Aos 12 anos iniciou a caminhada para o
JAZZ, tocando piano na banda escolar de seu irmão Harry, onde também tocava Don
Elliot; alternando acordes de “Tuxedo Junction” deu seus primeiros
passos nessa direção.
“Descobriu” Nat King Cole, Bud Powell,
Horace Silver, Lennie Tristano e, mais tarde já em 1949, Lee Konitz e Warne
Marsh.
Com todas as influências de seus
antecessores pianistas de JAZZ, é em Bud Powell que BILL EVANS ancora sua maior origem, conforme entrevista que
concedeu em 1964 a
Randi Huldn e incorporada ao seu “Prefácio” na magnífica obra de Francis
Paudras “La Danse Dês Infidèles”
(Editora “L’Instant”, Paris / França, 1986, 408 páginas em preto-e-branco, que
serviu de base para o roteiro do filme de Bertrand Tavernier “Por Volta da Meia Noite”, Oscar de
trilha sonora para Herbie Hancock):
“De
tous ceux que j’amais, de Bird à Stan Getz, em passant par Miles et
beaucoup d’autres dont on ignore que je les ai
écoutés, c’est Bud qui m’a
le plus influencé. 27/Novembro/1979. “
Eventualmente substituía o irmão na
banda de Buddy Valentino e freqüentava os clubes de New York. Como curiosa coincidência, tal como Bud
Powell que chegou a apresentar-se no “Birdland” tocando “Sometimes I’m Happy”
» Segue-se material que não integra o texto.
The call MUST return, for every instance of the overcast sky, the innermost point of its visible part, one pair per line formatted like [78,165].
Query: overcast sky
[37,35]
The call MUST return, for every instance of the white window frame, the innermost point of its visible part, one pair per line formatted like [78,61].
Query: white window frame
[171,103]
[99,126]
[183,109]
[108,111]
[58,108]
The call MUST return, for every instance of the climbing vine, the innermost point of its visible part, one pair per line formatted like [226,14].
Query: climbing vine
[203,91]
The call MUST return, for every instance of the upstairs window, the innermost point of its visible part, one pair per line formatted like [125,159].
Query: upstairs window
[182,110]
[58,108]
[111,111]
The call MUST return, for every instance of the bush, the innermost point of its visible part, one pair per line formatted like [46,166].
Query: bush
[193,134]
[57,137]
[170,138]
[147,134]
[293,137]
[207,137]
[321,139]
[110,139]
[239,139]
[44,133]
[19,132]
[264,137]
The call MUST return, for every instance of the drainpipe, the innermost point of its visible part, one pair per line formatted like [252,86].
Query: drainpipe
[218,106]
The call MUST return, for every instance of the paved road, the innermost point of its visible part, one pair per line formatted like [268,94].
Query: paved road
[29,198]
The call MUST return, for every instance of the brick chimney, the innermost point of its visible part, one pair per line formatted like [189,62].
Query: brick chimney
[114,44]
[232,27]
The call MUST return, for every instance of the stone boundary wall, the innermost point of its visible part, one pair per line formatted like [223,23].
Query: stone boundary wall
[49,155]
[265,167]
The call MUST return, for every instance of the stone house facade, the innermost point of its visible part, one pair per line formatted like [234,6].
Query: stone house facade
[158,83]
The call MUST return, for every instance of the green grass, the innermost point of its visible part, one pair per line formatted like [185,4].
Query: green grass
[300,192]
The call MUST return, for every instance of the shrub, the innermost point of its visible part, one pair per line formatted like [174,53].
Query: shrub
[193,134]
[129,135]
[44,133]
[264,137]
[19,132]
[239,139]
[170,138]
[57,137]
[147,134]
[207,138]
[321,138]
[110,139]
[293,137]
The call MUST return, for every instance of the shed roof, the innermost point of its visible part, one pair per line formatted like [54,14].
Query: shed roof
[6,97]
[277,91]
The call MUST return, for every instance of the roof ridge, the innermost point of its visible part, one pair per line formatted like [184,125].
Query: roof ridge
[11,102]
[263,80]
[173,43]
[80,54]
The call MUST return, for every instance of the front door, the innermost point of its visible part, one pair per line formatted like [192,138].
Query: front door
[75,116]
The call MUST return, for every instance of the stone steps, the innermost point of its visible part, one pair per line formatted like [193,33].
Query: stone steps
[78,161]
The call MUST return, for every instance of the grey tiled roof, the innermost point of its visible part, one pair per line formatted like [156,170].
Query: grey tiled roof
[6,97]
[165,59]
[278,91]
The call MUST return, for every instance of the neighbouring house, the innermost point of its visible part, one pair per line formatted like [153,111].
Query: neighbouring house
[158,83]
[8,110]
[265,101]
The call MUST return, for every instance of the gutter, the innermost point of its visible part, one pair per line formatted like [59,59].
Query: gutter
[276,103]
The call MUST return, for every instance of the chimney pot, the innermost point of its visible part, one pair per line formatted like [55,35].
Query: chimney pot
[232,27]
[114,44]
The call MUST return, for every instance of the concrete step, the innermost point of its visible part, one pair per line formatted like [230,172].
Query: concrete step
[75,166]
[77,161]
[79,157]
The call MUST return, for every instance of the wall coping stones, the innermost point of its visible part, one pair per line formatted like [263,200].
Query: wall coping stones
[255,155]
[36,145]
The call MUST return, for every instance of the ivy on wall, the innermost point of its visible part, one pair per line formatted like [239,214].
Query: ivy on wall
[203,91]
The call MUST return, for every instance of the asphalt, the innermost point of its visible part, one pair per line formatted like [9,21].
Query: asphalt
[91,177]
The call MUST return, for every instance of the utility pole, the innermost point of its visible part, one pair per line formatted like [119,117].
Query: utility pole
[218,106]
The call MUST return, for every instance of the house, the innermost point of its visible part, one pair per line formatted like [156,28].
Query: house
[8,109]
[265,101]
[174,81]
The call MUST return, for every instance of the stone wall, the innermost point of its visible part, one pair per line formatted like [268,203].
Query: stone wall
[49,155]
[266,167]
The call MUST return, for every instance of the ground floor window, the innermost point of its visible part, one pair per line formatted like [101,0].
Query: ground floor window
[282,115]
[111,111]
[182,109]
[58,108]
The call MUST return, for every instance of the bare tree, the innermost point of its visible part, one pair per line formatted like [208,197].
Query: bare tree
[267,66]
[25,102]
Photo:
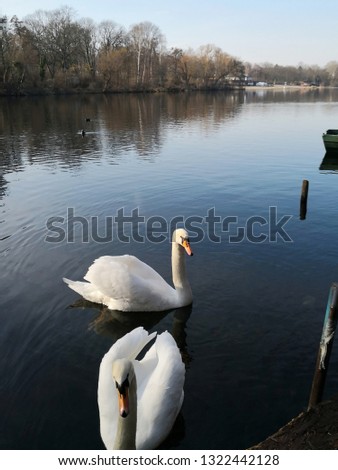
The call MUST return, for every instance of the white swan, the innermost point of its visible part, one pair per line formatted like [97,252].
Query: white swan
[140,400]
[125,283]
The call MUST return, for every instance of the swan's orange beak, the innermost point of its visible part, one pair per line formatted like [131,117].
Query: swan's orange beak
[124,403]
[187,247]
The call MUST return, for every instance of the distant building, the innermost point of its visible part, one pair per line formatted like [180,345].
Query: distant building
[3,25]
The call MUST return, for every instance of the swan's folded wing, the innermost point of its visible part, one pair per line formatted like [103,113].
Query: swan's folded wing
[124,277]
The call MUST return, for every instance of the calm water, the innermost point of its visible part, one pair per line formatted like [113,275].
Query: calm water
[250,339]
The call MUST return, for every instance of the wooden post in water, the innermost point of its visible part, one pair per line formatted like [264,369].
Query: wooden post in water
[303,199]
[325,346]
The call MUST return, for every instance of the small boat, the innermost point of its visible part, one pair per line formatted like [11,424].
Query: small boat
[330,139]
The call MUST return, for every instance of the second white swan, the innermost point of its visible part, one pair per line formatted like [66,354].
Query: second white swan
[127,284]
[140,400]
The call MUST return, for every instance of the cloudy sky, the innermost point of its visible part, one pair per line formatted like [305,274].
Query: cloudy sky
[281,32]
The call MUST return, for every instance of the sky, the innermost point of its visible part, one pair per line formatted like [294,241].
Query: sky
[283,32]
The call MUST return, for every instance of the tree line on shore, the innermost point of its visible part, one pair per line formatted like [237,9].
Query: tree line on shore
[52,52]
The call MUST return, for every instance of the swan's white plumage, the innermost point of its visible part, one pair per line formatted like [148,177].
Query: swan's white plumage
[126,283]
[160,379]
em “up-tempo” somente com a mão esquerda (espécie de resposta para Art Tatum
que afirmava ser ele um mestre apenas com a mão direita), BILL EVANS em certa ocasião, com o braço direito imobilizado e em
função de contrato com o “Village
Vanguard”, apresentou-se tocando apenas com a mão esquerda, o que evidencia
seu alto nível de desenvolvimento técnico.
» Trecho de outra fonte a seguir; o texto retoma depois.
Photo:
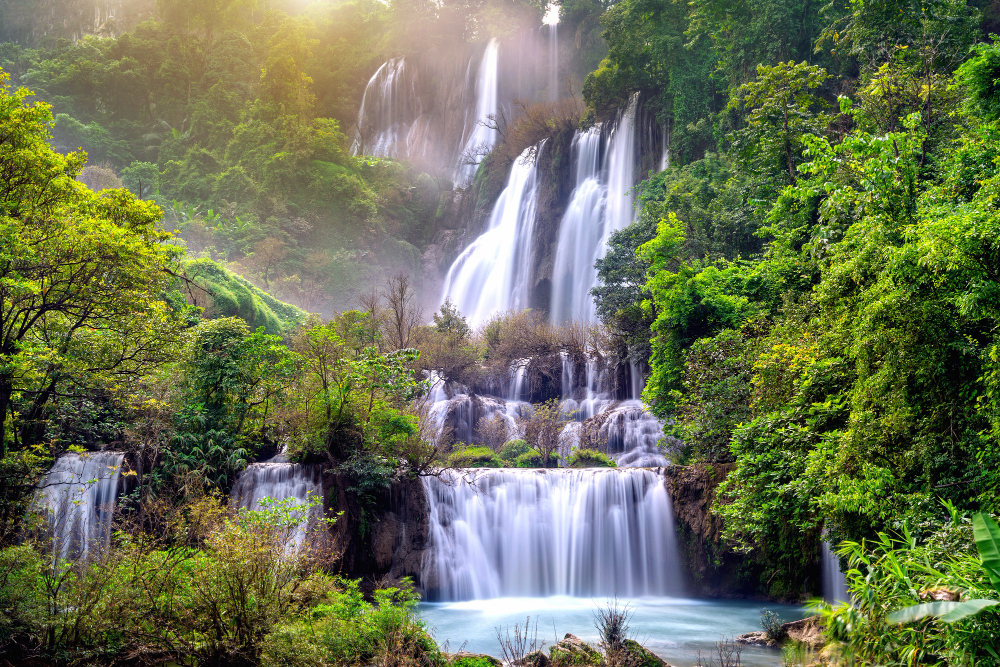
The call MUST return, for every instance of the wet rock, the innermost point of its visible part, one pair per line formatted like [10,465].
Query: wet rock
[571,650]
[640,656]
[808,631]
[758,638]
[466,659]
[536,659]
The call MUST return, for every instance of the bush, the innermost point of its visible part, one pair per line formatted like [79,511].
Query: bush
[534,459]
[351,631]
[475,457]
[589,458]
[510,451]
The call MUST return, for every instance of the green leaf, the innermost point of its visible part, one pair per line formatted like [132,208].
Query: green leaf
[949,612]
[987,535]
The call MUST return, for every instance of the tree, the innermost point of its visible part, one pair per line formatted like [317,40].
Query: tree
[781,106]
[141,178]
[542,428]
[81,276]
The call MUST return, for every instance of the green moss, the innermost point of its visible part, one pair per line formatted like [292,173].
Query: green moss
[513,449]
[533,459]
[475,457]
[589,458]
[231,295]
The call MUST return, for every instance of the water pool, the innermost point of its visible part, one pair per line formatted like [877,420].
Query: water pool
[676,629]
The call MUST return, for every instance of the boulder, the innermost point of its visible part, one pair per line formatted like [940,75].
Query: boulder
[536,659]
[640,656]
[571,650]
[808,631]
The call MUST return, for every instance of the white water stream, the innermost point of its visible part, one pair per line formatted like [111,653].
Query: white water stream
[77,499]
[523,532]
[493,274]
[280,481]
Aos 17 anos ganhou bolsa para estudar
música clássica no “Southeastern
Louisiana College” (New Orleans);
ali e mesmo repreendido pelos professores por não se exercitar nas
escalas, mostrava desenvoltura em Beethoven e demais clássicos. À noite apresentava-se nas boates de New
Orleans, onde chegou a tocar com Mundell Lowe e Red Mitchell. Após 04 anos diplomou-se e entrou para a
banda do saxofonista Herbie Fields.
Logo fez o serviço militar (Fort
Sheridan perto de Chicago) como flautista, período que lhe causou o mesmo
desconforto que exercitar-se em escalas;
por essa época sua saúde já começava a ser afetada pelas drogas.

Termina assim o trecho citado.